A. Iron chelation modulates mitogen-activated protein kinase (MAPK) signaling. Activated by growth factors and cytokines, the Ras/Raf/MEK/ERK cascade regulates cell growth and proliferation through multiple downstream effectors. ERK can also inhibit canonical TGF-β signaling by phosphorylating SMAD2 at the linker region (p-SMAD2L), preventing nuclear translocation of the SMAD2/3/4 complex and subsequent tumor-suppressive effects. The JNK and p38 pathways are two parallel MAPK cascades that are also classically activated by stress stimuli and may primarily mediate pro-apoptotic processes. Iron chelation is known to modulate the activities of ASK by dissociating its complex with thioredoxin (Trx), as well as JNK, p38, ERK and p-SMAD2L (see text for more detail). B. Modulation of STAT3 signaling by iron chelators and integrated pathway crosstalk between the MAPK and AKT pathways. STAT3 signaling is classically activated by cytokine receptor interactions, e.g., IL6/JAK, but can also be induced by growth factor receptor tyrosine kinases, e.g., EGFR, and non-receptor kinases, e.g., Src and c-Abl. Evidence also exists for potential STAT3 pathway crosstalk between the ERK and AKT pathways. Iron chelation has been demonstrated to inhibit STAT3 activity, which could be mediated by chelator-mediated effects on upstream regulators of STAT3 (see text for details). Molecules that are negatively regulated by iron chelators are indicated by red boxes, and those positively regulated are indicated by green boxes. Solid boxes indicate direct evidence for modulation by iron chelators, while dashed boxes indicate potential indirect modulation, e.g., through chelator-mediated up-regulation of NDRG1. Dashed arrows indicate interactions that remain to be fully characterized (see text for details).

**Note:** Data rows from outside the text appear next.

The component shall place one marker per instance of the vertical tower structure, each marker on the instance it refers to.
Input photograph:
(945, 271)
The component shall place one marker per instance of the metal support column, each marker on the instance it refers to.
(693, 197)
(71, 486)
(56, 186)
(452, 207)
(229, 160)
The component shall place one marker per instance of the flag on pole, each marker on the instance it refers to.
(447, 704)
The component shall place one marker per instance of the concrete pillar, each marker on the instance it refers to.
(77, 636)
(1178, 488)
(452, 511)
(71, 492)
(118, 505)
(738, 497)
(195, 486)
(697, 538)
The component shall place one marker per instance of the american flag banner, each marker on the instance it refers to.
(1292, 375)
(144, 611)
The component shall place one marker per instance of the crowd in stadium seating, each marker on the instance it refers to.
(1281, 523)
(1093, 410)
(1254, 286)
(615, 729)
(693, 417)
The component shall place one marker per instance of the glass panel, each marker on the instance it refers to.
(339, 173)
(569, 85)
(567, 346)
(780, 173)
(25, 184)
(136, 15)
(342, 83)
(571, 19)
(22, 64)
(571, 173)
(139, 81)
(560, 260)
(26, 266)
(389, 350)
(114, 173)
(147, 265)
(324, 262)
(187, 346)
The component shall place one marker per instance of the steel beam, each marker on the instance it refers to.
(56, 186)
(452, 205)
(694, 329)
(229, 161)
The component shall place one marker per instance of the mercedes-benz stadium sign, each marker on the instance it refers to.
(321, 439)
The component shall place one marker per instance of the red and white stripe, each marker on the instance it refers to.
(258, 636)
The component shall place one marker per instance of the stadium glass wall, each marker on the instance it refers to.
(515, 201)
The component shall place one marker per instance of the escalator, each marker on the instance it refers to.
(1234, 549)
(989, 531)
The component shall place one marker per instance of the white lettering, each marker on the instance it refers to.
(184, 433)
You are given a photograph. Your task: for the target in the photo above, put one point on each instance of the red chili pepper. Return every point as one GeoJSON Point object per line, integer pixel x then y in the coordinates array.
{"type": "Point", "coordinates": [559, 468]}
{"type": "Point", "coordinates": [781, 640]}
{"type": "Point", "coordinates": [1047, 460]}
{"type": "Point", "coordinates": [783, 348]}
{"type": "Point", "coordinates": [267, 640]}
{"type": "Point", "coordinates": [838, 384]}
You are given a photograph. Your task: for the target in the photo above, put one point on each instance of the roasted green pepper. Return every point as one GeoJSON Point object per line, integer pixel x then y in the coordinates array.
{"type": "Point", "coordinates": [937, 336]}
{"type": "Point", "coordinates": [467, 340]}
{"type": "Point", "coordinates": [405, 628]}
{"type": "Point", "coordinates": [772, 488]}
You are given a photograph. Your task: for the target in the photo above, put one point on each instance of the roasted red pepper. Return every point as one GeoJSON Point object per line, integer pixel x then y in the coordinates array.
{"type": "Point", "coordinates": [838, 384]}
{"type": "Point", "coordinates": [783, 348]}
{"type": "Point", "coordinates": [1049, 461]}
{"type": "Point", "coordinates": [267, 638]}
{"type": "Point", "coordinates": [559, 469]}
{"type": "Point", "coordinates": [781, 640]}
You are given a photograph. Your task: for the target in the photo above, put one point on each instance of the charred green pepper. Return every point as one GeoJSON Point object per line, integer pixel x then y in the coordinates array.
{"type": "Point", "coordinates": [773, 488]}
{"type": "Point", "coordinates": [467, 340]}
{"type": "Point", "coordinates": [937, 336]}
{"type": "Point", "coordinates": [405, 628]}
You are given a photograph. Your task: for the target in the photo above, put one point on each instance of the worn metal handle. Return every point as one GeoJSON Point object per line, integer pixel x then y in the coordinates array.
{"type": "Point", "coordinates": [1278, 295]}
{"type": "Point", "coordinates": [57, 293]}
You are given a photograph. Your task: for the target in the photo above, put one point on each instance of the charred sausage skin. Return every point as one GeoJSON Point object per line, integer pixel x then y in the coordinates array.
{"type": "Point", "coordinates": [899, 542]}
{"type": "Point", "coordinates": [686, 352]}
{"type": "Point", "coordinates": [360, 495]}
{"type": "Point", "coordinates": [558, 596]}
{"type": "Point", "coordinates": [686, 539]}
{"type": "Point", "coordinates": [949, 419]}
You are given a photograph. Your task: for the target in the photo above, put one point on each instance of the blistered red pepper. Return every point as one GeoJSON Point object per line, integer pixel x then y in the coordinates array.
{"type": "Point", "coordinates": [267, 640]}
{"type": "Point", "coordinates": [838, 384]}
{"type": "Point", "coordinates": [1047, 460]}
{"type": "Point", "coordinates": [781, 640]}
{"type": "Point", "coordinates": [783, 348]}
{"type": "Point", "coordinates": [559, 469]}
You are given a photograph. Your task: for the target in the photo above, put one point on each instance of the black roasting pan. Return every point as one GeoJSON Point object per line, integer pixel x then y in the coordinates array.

Figure 5. Iron chelators regulate the epithelial-to-mesenchymal transition (EMT) and molecular motors involved in cancer cell migration and metastasis

Non-canonical activation of TGF-β signaling promotes tumor progression, EMT and metastasis via SMAD, MAPK and PI3K/AKT pathways that up-regulate mesenchymal-associated transcription factors (e.g., Snail, Slug, Twist and ZEB) and repress E-cadherin expression. The Wnt signaling pathway also regulates EMT through its inhibition of GSK3β-mediated degradation of β-catenin, Snail and Slug. TGF-β can also activate Rho/ROCK/MLC signaling to drive dynamic actin reorganization required for metastasis. Iron chelators have been demonstrated to inhibit the EMT and metastasis by maintaining expression of E-cadherin and β-catenin at cell membranes, and may also mediate these effects through regulation of other upstream cascades (see text for more details). Molecules negatively regulated by iron chelators are indicated by red boxes, and those positively regulated are indicated by green boxes. Solid boxes indicate direct evidence for modulation by iron chelators, while dashed boxes indicate potential indirect modulation, e.g., through chelator-mediated up-regulation of NDRG1.

Figure 6. Iron chelation modulates ER stress and autophagy pathways

Autophagy involves the formation of double-membrane vesicles from phagophores, i.e., autophagosomes, which engulf cytoplasmic contents and organelles. Fusion of the autophagosome with a lysosome forms an autolysosome that results in the degradation of its contents, nutrient recycling and autophagic cell survival. However, prolonged autophagy in certain settings can also lead to non-apoptotic autophagic cell death. Two core regulators of autophagy include the PERK/eIF2α pathway that is activated by endoplasmic reticulum (ER) stress, and the PI3K/AKT/mTORC1 pathway. Iron chelators have been demonstrated to modulate both these pathways and subsequent autophagic processes, and also enhance expression of LC3-II, which is recruited to autophagosomal membranes during induction of autophagy (see text for more details). Molecules negatively regulated by iron chelators are indicated by red boxes, and those positively regulated are indicated by green boxes.